Relevé à la fois par le CEO de Rockstar, Ben Feder, et les analystes, les ventes de Red Dead Redemption ont donc monopolisé l’attention. Ben Feder n’hésite d’ailleurs pas à dire qu’il a privé d’oxygène les autres jeux sortis sur la même période aux Etats-Unis (tels que UFC Undisputed 2010). A cela on ajoutera que c’était en partie prévisible, tant la campagne marketing semble avoir été soignée, mais c’est pourtant un phénomène assez récent que des succès commerciaux asphyxient la concurrence au point de réduire les ventes globales d’un mois donné. On apprend ainsi que depuis le début de l’année 4% des jeux (contre 5% sur la même période de 2009) représentent 80% du chiffre d’affaires, et qu’il y a 23% de nouveautés en moins.

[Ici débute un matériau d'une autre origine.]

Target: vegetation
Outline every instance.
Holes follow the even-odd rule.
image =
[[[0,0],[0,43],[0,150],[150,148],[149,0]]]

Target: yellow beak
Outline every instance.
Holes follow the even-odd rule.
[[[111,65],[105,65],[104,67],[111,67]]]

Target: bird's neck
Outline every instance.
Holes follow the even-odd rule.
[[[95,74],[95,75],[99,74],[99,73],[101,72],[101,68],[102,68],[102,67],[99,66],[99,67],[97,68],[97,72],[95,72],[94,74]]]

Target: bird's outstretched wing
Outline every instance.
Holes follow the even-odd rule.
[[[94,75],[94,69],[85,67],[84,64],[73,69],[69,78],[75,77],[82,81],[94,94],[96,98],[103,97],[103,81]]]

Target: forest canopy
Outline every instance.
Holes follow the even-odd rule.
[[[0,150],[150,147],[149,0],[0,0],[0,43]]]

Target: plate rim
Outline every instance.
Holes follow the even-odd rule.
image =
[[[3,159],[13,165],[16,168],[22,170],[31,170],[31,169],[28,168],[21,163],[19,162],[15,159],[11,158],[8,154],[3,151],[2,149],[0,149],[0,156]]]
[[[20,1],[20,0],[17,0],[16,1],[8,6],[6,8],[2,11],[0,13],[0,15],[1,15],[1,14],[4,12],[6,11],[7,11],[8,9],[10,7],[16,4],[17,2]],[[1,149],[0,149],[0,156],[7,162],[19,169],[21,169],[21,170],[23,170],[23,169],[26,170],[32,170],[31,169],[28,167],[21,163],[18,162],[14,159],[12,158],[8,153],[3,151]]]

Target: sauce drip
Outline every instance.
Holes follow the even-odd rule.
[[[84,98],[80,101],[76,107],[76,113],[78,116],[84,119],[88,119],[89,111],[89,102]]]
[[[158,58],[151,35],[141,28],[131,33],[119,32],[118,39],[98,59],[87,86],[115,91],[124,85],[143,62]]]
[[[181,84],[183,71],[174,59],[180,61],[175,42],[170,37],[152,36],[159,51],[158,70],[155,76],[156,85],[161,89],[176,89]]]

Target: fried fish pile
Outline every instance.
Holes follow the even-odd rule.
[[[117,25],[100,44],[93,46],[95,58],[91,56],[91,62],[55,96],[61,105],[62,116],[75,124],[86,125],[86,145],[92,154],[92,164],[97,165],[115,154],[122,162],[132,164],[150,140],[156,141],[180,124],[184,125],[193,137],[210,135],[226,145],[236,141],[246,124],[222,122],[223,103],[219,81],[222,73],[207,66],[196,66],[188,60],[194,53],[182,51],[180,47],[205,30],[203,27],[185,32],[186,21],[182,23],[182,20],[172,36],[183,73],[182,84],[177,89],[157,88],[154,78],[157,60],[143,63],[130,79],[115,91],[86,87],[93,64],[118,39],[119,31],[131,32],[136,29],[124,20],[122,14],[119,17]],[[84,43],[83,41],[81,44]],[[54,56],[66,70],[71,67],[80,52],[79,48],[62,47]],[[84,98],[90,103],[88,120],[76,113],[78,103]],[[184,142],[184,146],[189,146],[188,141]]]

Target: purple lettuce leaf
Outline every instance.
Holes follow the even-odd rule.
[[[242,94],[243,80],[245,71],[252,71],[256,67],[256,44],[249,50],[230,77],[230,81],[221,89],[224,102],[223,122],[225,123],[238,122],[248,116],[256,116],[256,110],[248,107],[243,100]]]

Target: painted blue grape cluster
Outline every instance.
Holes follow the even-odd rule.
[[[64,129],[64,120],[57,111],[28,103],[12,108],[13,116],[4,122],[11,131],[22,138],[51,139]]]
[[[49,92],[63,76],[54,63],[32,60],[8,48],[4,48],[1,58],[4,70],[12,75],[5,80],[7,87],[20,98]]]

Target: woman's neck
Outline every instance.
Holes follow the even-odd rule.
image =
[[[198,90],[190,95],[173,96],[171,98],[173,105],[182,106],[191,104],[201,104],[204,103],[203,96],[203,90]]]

Analysé par Jesse Divnich il y a quelques mois, le calendrier des sorties souffre visiblement de trop fortes congestions sur les fins de trimestres fiscaux. Ainsi, au lieu de s’étaler tout au long de l’année comme des films qui sortent chaque mercredi, les éditeurs privilégient les stratégies à court terme. L’industrie du jeu vidéo, à certaines exceptions notables près, s’est d’ailleurs toujours comportée de cette manière, le roulement très important des titres en étalage ne faisant rien pour arranger les choses. Pourtant, l’élément notable qui ressort de cette analyse, c’est que la masse des ventes en fin de trimestre (les mois de mars, juin et septembre) ont des résultats similaires aux autres mois, ce qui veut tout simplement dire que certains jeux ne se vendent pas. Et si depuis le début de l’année les mois de sorties ont quelque peu varié (beaucoup de sorties anticipées sur les mois de janvier et mai), la concentration de titre est globalement la même. Les résultats sont d’ailleurs en baisse par rapport à l’année dernière, aussi bien pour janvier que pour mai.
La France n’échappe pas au phénomène au vu des conclusions de l’IDEF qui s’est déroulé du 29 juin au 1er juillet, tant les victimes expiatoires de l’insolent succès de Red Dead Redemption (évalué à 300 000 unités) semblent s’amonceler : Blur, Split/Second Velocity, Alan Wake. Tous des titres plutôt soignés et qui auraient du rencontrer leur publics (même si Blur et Split/Second se sont compliqué la tâche en sortant à une semaine d’intervalle).
Finalement Cyril Drevet abordait l’idée à juste titre lors de la conférence des Chroniques de Player One : les blockbusters tirent la qualité vers le haut en monopolisant les ventes, car les titres voulant rivaliser avec ce type de mastodonte ont intérêt à mettre le paquet. Les joueurs peuvent dès à présent s’en réjouir mais on ne peut pas en dire de même pour les éditeurs qui, les coûts de développements augmentant, vont avoir de plus en plus de mal à supporter un échec commercial.